© Laurent Rousselin

J’ai plusieurs terres : Mémoires d’un racisme ordinaire

Au Festival Off Avignon, dans la salle Tomasi de La Factory, Mavikana Badinga enquête avec poésie sur l’histoire de sa famille et de ses origines pour mieux se comprendre elle-même.
17 juillet 2025

De quoi notre mémoire intime est-elle constituée ? Et comment trouve-t-elle sa place dans la grande marche du monde ? En enquêtant sur son passé familial, Mavikana Badinga ne s’attendait peut-être pas à ouvrir tant de portes. Pourtant, à travers la figure de son grand-père, son histoire se lie étroitement à celle de la Françafrique et de tout ce qui en découle. Originaire du Gabon, née en Belgique et habitant en France, la jeune femme retrace les multiples étapes qui ont fait celle qu’elle est aujourd’hui. Dans J’ai plusieurs terres, elle mêle vérités historiques et quête d’identité personnelle, dans une forme généreuse et essentielle, loin de toute leçon de morale.

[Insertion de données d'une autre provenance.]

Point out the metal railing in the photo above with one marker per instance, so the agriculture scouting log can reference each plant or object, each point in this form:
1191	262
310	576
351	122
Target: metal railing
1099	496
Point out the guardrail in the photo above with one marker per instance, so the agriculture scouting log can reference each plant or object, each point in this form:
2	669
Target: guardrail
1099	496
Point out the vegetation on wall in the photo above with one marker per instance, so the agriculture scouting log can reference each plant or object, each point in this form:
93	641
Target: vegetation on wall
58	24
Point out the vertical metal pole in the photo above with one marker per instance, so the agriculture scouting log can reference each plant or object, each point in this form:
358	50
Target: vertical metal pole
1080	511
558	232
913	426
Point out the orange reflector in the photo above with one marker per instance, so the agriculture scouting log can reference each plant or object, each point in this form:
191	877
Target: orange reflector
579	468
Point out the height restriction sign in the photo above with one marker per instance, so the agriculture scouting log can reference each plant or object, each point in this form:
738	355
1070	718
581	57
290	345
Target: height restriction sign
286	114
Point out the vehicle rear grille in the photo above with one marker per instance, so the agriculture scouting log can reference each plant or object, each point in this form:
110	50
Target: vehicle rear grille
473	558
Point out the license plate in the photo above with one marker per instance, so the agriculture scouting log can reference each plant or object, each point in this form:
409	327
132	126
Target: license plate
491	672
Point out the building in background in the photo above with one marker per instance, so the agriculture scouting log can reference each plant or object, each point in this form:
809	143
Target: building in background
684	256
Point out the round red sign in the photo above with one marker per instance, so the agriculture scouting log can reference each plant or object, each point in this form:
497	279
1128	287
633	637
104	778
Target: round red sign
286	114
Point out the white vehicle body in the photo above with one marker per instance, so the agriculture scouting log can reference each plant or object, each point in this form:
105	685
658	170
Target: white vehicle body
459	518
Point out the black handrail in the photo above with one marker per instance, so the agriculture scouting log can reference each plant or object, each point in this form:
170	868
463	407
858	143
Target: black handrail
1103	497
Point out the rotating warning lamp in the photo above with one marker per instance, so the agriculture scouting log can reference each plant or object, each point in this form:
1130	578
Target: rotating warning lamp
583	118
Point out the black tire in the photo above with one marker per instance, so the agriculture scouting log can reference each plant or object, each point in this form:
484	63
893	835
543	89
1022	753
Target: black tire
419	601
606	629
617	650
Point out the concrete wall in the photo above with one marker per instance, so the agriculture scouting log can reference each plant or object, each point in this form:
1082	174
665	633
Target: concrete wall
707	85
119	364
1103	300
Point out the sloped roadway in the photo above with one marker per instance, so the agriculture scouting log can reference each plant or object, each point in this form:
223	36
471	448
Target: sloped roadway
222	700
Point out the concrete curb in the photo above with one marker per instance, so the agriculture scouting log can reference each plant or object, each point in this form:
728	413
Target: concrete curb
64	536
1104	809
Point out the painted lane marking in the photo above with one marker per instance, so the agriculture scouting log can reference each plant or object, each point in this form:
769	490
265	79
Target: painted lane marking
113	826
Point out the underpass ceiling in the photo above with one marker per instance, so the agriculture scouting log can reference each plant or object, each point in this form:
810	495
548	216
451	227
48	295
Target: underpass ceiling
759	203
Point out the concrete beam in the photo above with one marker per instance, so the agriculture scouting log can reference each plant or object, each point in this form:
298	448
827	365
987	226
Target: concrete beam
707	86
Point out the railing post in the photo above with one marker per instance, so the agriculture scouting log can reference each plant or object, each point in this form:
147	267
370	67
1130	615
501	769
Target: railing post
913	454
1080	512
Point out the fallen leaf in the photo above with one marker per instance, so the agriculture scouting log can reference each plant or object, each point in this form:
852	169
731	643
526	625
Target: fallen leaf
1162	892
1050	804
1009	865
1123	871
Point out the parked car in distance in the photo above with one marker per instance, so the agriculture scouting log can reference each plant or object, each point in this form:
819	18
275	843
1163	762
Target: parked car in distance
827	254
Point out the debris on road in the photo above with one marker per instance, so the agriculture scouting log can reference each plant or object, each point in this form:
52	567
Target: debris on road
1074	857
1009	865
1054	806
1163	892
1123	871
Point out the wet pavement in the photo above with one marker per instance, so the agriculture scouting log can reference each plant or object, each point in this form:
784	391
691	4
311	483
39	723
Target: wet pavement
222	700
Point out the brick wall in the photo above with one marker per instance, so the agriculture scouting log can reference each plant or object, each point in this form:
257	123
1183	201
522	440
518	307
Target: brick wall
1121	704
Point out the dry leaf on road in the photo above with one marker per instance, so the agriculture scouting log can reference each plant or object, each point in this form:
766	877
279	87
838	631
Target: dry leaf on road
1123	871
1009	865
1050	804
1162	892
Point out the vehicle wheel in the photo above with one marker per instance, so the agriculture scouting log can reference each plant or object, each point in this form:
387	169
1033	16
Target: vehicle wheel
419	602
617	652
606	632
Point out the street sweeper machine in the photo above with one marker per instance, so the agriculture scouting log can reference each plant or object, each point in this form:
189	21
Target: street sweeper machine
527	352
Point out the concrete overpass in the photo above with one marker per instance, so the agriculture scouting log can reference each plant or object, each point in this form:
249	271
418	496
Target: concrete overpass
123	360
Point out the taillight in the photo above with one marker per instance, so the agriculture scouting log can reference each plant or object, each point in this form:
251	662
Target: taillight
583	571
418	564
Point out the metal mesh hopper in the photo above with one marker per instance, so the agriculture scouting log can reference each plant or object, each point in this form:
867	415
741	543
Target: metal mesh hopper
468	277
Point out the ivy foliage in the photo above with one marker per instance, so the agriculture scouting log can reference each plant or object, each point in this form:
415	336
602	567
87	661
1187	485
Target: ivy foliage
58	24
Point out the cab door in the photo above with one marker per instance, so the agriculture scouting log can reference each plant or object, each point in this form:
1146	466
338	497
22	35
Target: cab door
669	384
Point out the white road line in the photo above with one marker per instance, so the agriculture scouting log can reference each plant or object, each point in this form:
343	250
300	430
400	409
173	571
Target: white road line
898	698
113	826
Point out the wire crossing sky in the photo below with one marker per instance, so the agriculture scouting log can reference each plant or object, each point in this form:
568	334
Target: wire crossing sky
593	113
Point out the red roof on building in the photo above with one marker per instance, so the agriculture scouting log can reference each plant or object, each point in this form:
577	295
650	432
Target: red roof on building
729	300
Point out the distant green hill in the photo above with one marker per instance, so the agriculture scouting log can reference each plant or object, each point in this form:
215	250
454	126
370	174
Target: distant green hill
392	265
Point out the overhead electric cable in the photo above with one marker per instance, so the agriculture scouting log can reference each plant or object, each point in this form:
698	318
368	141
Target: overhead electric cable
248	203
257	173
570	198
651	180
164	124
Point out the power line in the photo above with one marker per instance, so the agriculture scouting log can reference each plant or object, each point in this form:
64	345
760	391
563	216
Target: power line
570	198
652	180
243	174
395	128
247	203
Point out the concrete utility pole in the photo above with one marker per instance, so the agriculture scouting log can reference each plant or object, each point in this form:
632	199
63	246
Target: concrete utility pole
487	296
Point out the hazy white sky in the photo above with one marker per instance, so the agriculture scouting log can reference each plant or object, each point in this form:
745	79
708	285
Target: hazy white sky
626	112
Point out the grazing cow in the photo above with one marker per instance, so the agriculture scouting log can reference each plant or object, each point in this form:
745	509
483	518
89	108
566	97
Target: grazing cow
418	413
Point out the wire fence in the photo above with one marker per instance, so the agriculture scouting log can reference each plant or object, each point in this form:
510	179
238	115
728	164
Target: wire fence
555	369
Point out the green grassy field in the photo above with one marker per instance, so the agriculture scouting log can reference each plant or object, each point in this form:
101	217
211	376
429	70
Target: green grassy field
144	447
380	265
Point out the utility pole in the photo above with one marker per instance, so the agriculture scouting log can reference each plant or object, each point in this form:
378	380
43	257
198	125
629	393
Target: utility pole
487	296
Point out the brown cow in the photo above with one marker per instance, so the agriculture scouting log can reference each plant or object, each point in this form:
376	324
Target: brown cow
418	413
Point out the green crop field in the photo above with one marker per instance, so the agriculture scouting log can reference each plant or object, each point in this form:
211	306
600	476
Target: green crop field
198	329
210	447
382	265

Mavikana Badinga n’est pas venue régler des comptes. Au plateau, elle a plutôt pour ambition de mettre à profit les outils du théâtre afin de transmettre des récits. À travers une écriture qui oscille entre le documentaire et la poésie, elle déroule son texte sur trois niveaux, qui s’entremêlent avec un bel équilibre. Il y est question à la fois de l’héritage de sa famille, lui-même très dépendant de l’histoire coloniale africaine. Dans la continuité de ces deux lignes narratives, une troisième se fraie alors un chemin autour de la représentativité des personnes noires.

“Il n’y aura jamais eu autant de noirs sur un plateau”

En revivant les étapes-clés de son apprentissage personnel, de l’enfant naïve qu’elle était à la jeune adulte consciente qu’elle est devenue, Mavikana Badinga met à jour un racisme systémique profondément ancré dans nos sociétés. Derrière son sourire et sa joie de vivre communicative, se lisent la résilience, l’écrasement et l’acceptation. Mais J’ai plusieurs terres est aussi l’espace de la réparation, celle d’une injustice vouée au silence.

Dans une scénographie qui donne un véritable sens à son propos, elle convoque quelques-unes des personnalités noires qui ont contribué à fabriquer le monde dans lequel nous vivons tous. Ces noms et ces visages, inconnus du grand public en raison de leur couleur de peau, viennent ainsi peupler l’espace avec puissance. L’histoire n’en sera pas changée, mais dans sa justesse et sa rigueur, cette création aura au moins permis d’élargir le regard.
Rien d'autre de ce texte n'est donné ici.